Citing Proper Cause of Death Classification

California banned the use of an excited delirium diagnosis as a cause of death, in medical treatments, police reports, and court proceedings. Assembly Bill 360 updated the California Evidence Code to state that excited delirium is not a valid cause of death or medical diagnosis but that descriptions of behavioral signs and symptoms can be stated in police reports and civil actions. The bill was signed into law in October 2023, marking the first state in the union to restrict the use of excited delirium. Some law enforcement agencies in California, in advance of the ban, removed the controversial term from policies and training material to focus on racial equity. Colorado’s Peace Officer Standards and Training, a law enforcement certifying board, will be removing excited delirium from law enforcement training starting on January 1, 2024. The updated training curriculum will focus on providing care to subjects in custody and requesting appropriate levels of care.

While the banning of the term excited delirium is logical based on its history and unsupported medical research, there are concerns about the government restricting medical professionals from being able to properly diagnose and classify their work. The Texas Governor signed HB 6 into law in June 2023, classifying all opioid toxicity-related deaths as poisonings to allow for homicide charges against those who manufacture and sell illegal drugs. California had its first successful prosecution of a drug dealer who sold a fentanyl-laced pill to a decedent in August 2023. However, there is no evidence that prosecutions for drug toxicity-related deaths are a deterrent to drug use or save lives. Texas did not pass the legalization of fentanyl test strips, allowing people to test their drugs for the presence of fentanyl prior to ingestion. Dictating exact wording for death certificates, such as “fentanyl poisoning” for opioid-related deaths may be the start of a slippery slope for laws restricting medical expertise and diagnoses.

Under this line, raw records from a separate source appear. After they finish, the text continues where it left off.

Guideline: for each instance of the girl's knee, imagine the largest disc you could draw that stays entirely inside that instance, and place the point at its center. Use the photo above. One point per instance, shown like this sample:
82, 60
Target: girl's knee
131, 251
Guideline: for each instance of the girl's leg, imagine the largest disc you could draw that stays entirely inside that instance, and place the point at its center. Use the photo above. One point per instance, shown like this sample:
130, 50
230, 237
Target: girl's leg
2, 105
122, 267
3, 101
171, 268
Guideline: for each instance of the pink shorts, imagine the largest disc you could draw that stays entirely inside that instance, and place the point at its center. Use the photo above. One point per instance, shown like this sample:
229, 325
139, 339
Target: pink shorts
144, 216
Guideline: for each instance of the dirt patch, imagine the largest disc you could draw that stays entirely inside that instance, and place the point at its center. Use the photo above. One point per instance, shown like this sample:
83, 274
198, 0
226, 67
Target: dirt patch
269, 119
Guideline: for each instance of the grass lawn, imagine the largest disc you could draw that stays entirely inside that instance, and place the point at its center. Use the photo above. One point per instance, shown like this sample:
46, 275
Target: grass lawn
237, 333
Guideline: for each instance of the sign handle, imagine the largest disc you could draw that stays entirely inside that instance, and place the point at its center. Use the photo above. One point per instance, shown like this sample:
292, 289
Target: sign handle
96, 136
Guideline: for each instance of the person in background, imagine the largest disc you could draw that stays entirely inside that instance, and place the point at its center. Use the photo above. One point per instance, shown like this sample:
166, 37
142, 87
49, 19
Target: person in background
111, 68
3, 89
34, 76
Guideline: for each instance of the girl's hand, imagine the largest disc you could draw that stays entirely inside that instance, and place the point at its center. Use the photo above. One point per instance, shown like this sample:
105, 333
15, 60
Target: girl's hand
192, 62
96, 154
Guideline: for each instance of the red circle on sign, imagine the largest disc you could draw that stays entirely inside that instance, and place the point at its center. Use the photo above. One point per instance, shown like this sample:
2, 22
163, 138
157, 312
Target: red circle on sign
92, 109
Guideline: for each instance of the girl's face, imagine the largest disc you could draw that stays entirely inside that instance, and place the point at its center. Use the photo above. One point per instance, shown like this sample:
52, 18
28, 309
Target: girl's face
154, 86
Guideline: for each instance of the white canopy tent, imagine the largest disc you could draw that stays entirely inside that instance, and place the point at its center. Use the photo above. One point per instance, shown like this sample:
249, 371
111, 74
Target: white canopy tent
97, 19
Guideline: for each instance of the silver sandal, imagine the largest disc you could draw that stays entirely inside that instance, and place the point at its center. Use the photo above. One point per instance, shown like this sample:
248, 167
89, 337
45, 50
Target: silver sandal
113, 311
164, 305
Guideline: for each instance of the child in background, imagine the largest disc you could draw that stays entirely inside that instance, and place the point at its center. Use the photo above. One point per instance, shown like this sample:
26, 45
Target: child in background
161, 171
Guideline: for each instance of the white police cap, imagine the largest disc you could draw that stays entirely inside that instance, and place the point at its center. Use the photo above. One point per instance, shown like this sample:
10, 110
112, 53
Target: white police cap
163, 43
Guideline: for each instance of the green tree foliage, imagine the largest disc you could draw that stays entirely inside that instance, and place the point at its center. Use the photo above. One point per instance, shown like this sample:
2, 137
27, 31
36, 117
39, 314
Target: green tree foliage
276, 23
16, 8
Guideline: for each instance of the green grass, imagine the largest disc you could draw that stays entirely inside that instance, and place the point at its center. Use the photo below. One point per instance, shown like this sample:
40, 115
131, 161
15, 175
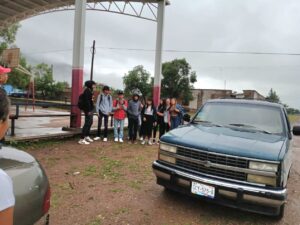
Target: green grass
36, 144
91, 170
111, 168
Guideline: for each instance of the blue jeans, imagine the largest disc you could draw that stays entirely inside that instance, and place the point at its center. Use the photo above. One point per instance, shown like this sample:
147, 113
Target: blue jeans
118, 123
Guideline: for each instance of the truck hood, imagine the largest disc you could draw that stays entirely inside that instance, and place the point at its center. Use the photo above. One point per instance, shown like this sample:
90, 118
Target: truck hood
11, 157
228, 141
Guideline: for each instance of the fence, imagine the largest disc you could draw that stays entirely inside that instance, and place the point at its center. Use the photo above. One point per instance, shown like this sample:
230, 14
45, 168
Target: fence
17, 115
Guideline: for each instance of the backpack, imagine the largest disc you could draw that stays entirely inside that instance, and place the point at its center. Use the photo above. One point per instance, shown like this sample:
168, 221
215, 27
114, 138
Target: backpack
109, 99
80, 103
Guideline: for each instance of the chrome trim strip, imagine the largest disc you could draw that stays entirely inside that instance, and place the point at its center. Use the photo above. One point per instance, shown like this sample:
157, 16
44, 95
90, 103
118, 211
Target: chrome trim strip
219, 166
223, 184
216, 153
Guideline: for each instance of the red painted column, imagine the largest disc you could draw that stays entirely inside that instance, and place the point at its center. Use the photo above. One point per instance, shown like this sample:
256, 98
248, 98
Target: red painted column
77, 82
78, 61
156, 95
158, 52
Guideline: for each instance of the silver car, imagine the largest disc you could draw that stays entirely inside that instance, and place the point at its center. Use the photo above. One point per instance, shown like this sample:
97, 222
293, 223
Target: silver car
31, 186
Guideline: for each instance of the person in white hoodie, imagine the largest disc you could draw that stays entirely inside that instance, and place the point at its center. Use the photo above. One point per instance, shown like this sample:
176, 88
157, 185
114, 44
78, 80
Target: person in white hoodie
104, 107
7, 199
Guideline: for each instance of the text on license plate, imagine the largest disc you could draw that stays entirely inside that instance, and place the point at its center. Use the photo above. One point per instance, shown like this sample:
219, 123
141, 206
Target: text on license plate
203, 190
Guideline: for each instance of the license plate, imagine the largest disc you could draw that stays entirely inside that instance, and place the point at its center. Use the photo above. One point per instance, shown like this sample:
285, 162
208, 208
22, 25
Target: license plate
203, 190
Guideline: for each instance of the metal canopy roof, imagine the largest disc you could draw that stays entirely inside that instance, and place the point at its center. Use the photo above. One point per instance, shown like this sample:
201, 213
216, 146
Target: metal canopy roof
17, 10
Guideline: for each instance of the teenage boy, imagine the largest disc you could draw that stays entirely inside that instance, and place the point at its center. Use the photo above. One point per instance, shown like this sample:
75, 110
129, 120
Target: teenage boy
104, 109
3, 74
7, 199
134, 112
88, 108
119, 108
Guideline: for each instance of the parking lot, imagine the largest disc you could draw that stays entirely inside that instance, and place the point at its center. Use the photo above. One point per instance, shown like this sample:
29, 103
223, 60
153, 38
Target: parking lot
109, 183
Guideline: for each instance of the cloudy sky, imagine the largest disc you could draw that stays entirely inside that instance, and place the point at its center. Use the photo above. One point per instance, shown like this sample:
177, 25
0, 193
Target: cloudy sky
266, 26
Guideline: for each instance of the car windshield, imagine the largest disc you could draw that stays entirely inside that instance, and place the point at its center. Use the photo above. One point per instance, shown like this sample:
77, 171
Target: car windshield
257, 118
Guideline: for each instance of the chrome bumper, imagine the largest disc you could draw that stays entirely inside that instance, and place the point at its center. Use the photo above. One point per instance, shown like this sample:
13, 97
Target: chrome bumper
238, 192
43, 221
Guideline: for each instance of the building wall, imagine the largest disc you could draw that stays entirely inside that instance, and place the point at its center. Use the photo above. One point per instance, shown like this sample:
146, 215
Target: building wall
203, 95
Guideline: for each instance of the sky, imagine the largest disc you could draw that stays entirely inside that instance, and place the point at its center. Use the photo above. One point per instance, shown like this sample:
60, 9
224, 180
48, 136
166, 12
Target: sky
263, 26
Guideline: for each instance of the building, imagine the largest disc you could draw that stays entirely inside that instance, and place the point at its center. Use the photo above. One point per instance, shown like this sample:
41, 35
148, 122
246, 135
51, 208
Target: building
200, 96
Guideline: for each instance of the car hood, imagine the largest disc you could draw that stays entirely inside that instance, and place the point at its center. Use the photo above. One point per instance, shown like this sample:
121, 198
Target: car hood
228, 141
11, 157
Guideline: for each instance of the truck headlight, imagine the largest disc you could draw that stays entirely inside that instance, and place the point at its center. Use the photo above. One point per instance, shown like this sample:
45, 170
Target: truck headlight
168, 148
167, 158
263, 166
262, 179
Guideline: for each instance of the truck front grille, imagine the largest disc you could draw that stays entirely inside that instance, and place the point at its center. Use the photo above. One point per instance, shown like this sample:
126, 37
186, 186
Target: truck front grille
213, 158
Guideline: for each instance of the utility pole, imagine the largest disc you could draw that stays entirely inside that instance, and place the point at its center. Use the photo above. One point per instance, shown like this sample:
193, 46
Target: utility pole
93, 54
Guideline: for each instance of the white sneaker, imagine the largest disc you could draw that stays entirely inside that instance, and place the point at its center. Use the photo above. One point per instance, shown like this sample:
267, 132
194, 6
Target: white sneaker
88, 139
83, 142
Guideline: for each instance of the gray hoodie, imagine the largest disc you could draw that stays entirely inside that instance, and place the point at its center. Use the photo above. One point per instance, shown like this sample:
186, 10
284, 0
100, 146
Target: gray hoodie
104, 104
134, 109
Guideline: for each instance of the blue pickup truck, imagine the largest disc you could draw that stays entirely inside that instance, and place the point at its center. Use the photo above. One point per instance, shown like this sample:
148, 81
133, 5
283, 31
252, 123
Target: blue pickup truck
234, 152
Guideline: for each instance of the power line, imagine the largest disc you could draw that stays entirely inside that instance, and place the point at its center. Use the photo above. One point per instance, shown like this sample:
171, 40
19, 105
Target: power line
173, 51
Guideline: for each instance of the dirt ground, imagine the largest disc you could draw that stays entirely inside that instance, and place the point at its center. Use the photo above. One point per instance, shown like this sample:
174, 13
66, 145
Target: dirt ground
112, 183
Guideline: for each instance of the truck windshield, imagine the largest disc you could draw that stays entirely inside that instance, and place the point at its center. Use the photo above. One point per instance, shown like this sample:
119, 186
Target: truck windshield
259, 118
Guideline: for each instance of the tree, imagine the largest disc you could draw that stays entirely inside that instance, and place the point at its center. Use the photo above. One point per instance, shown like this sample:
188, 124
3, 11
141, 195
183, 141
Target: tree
273, 97
139, 78
8, 36
18, 79
178, 79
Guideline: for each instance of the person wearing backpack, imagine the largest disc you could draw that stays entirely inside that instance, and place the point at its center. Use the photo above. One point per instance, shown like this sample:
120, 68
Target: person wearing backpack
149, 117
119, 109
133, 113
86, 104
104, 109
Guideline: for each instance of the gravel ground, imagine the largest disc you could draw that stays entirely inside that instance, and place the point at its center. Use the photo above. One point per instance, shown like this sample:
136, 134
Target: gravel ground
113, 183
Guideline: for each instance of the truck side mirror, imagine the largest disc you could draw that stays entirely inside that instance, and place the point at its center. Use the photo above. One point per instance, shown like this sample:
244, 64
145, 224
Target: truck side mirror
296, 130
186, 117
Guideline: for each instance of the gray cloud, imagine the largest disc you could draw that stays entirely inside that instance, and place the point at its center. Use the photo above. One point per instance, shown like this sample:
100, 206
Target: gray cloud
248, 25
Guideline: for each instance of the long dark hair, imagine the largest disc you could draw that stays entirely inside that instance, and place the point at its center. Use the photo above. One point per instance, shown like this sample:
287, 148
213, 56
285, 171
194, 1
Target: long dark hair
162, 105
4, 105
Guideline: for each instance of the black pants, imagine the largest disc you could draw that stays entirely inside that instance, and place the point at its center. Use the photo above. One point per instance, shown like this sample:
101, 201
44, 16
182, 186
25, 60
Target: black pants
88, 122
147, 127
155, 130
101, 116
133, 124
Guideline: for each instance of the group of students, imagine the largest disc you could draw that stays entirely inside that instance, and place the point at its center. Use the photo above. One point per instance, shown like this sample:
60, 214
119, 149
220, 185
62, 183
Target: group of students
143, 119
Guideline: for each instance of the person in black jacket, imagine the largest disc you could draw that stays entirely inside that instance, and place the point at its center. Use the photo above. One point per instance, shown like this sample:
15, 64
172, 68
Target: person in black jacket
88, 108
149, 117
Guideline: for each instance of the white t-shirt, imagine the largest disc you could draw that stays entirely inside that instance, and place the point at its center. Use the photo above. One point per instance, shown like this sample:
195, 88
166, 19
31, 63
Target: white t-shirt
7, 198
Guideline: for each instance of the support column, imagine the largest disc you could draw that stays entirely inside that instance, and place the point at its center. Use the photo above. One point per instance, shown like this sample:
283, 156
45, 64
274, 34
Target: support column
78, 61
158, 52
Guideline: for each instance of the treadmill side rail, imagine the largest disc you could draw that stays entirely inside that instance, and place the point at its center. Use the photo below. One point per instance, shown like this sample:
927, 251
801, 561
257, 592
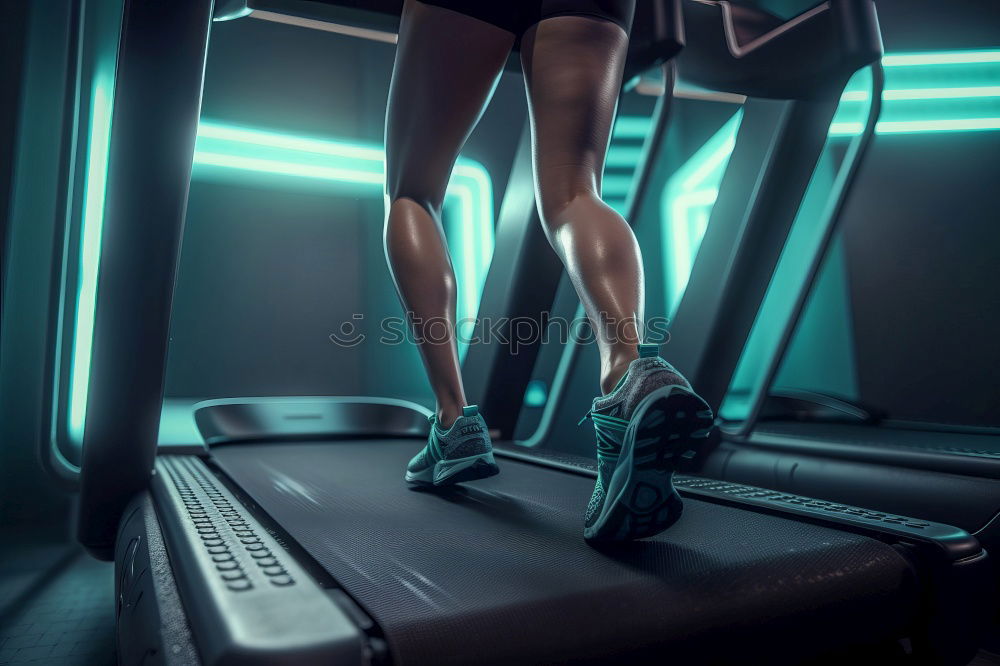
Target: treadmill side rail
248, 601
953, 544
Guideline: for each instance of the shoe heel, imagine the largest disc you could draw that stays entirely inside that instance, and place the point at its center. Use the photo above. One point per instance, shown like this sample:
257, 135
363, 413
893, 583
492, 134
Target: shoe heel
481, 466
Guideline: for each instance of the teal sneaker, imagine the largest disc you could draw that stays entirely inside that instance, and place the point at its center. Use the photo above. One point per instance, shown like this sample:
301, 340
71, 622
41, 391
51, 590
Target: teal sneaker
463, 452
651, 419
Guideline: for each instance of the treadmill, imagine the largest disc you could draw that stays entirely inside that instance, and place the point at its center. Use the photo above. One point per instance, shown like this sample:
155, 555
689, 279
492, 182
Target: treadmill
286, 535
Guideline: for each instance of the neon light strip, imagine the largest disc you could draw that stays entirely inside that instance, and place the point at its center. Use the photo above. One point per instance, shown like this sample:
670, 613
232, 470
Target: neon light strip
91, 230
941, 58
925, 93
913, 126
470, 192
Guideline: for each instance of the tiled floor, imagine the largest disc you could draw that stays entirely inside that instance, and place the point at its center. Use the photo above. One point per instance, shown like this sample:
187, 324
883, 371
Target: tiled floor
67, 620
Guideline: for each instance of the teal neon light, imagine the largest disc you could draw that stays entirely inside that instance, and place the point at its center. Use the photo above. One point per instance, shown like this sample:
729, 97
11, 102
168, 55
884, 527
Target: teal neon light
537, 393
941, 58
951, 91
686, 204
469, 197
98, 143
468, 206
914, 126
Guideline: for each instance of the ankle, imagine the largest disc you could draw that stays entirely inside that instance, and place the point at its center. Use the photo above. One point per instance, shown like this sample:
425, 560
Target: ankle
616, 369
447, 415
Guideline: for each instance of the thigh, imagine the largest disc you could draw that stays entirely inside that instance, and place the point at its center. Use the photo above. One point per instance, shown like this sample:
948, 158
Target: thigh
447, 65
572, 69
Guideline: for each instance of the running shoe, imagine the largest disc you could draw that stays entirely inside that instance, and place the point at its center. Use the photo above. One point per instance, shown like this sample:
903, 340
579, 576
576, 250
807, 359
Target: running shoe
463, 452
644, 427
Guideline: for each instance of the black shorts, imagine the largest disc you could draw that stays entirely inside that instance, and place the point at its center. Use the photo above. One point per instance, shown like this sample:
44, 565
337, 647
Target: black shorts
517, 16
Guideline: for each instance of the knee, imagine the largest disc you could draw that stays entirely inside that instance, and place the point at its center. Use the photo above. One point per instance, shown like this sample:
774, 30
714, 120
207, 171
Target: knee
403, 193
556, 206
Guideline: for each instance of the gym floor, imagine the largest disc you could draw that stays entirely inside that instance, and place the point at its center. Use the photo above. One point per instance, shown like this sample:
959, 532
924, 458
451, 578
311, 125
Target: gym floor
56, 606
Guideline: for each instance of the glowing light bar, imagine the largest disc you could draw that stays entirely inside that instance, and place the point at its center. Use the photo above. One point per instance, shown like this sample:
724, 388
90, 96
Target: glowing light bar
913, 126
940, 58
91, 232
969, 92
468, 204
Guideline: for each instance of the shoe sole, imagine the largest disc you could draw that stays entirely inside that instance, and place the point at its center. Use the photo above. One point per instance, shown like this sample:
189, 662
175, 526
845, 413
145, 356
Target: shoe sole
669, 423
450, 472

History has been made to bar the use of excited delirium in medical and law enforcement settings, though recognizing medical and psychiatric emergencies is vitally important for the person in crisis to receive appropriate treatment. When someone shows signs of extreme agitation, incoherent speech, confusion, and paranoia, activating the emergency 9-1-1 system is essential to reducing mortality. Law enforcement officers should follow appropriate policies and procedures for deescalating and obtaining immediate care and referrals to mental health professionals to increase survival and recovery through crisis events.